Yes, it's a MMO but the trick is to make it wide enough so that people don't feel like they are on a treadmill and forced to grind repeatedly to get to the next level of 'lootz.'
The problem with focusing on theme-park and by extension a gear treadmill in the manner that Yoshida does is that it forces repetitive grinds because if they don't, they run out of content very fast. Conversely, by forcing a grind like they do now, people get fed up with the repetitive nature of running something hundreds of times and their interest wanes.

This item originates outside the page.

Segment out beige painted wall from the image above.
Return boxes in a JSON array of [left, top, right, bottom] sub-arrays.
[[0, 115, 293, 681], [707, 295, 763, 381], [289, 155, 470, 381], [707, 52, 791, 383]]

I could go on but you see what the over-arching problem is here? Its the same problem that hampered every big name MMO in recent times. Strictly end-game based progression, gear treadmills, and Mc-Content outside of the end-game that gets old very fast. There has to be more to a MMO than grinding up seals/currency/tomes for gear just so you can do it all over again. There has to be a sense of adventure and wonderment, a sense of exploration. If someone told me back in 1999-2004 that I could explore the entirety of a MMO world in a single day and level up to cap in a week I would have laughed at said person. As much as people hate FFXI nowadays and for all its warts, there was a balance to the madness. Everything was spread out throughout the course of the game in a manner that provoked a sense of wonder and it never funneled everybody to cap which is a large portion of the problem. Yes XI forced a level grind, but it balanced out with the end-game content, the exploration, the sub-jobs, the horizontal gear structure and much much more.
To each his own, but my idea of fun is not logging on, grinding out my dailies for seals and logging out. Yeah, my style of MMO-gamer is a dying breed, but I do feel like the top-heavy nature of most MMO's nowadays, not just XIV, seriously harms the longevity of a game and its ability to stay fresh.
Edit: Sneakaboo pretty much said what I wanted to say in a much more concise manner. +1 Sneak.